I guess the question is, what Rich needs more urgently, more aggregate rate or more single-flow performance?
Then for bonding one needs a dedicated head-end device on the internet side of things, while mwan3 on the router alone should work with any independent links for failover and load sharing, IIRC.

Best Regards
Sebastian

On 3 May 2020 16:33:56 CEST, Dave Taht <dave.taht@gmail.com> wrote:
not huge on bonding, simpler to just get the two uplinks and split
flows across them with an sqm instance for each and a tc hash
directing flows at one or another.

On Sun, May 3, 2020 at 7:30 AM Daniel Sterling
<sterling.daniel@gmail.com> wrote:
>
When I had both DSL and cable modem, I compiled Linux with this patch set to make multi gateway NAT work and it worked great

http://ja.ssi.bg/#routes

Should be able to use that plus ifb+cake on each NIC to do the right thing, aye?

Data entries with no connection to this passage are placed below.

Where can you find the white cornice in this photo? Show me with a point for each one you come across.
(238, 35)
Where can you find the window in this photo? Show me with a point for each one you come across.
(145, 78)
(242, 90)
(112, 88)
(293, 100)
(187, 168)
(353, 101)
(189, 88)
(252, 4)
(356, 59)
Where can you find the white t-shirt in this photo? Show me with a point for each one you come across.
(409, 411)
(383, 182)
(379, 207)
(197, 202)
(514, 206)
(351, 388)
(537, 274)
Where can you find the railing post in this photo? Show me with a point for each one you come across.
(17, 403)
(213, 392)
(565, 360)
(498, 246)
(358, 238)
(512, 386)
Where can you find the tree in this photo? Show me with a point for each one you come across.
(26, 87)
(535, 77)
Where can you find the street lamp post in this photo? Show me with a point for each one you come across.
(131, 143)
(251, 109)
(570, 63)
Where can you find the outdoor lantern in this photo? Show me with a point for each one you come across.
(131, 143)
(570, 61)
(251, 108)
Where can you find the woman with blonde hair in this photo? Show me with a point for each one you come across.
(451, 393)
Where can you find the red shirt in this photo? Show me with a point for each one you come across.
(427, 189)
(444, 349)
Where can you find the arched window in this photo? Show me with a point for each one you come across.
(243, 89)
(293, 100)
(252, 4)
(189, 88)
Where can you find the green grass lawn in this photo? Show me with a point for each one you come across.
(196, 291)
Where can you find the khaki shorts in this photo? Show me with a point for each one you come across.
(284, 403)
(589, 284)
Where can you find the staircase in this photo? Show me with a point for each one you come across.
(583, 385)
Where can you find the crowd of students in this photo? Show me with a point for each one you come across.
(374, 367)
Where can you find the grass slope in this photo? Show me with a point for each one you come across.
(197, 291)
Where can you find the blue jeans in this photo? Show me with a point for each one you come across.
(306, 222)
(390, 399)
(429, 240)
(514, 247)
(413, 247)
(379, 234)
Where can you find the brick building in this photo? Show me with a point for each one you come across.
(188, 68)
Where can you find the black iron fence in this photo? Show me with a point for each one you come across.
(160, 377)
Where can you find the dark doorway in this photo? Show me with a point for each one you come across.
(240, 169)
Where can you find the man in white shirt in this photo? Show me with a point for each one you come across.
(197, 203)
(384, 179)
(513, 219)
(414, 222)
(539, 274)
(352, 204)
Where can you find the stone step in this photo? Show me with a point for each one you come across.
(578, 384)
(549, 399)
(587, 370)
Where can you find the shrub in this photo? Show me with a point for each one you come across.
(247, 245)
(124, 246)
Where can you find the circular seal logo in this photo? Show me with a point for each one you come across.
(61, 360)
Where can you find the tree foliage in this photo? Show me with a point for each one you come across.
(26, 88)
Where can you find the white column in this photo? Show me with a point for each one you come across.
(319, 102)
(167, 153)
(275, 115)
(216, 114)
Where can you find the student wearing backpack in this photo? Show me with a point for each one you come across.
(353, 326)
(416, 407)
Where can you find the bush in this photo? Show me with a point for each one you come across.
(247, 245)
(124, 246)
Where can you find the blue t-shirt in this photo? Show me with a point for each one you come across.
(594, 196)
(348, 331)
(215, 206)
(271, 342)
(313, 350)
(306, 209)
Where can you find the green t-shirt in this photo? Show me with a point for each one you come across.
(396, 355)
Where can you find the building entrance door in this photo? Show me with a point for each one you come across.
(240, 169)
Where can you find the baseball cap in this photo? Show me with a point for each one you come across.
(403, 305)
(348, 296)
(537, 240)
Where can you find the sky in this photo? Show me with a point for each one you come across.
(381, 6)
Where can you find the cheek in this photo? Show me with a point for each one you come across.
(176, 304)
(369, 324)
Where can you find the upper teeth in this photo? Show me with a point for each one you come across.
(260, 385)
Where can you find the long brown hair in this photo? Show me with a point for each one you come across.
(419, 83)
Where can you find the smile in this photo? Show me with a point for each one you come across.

As an aside, I'm kind of furious that NAT fix never got merged upstream :( it's so useful for multiple uplinks

-- Dan

On May 3, 2020, at 10:23 AM, Rich Brown <richb.hanover@gmail.com> wrote:

Given the crummy internet service in my area (DSL, max of 15mbps/1mbps), I wonder if we could improve things by getting a second connection from our ISP and "bonding" the two links together in my OpenWrt router.

I see both Multiwan (which is self-described as old) and mwan3.

But neither would seem to offer the kinds of latency control (SQM/fq_codel/cake) that the cool kids in networking have come to expect.

Any recommendations from this group for such an effort? Thanks.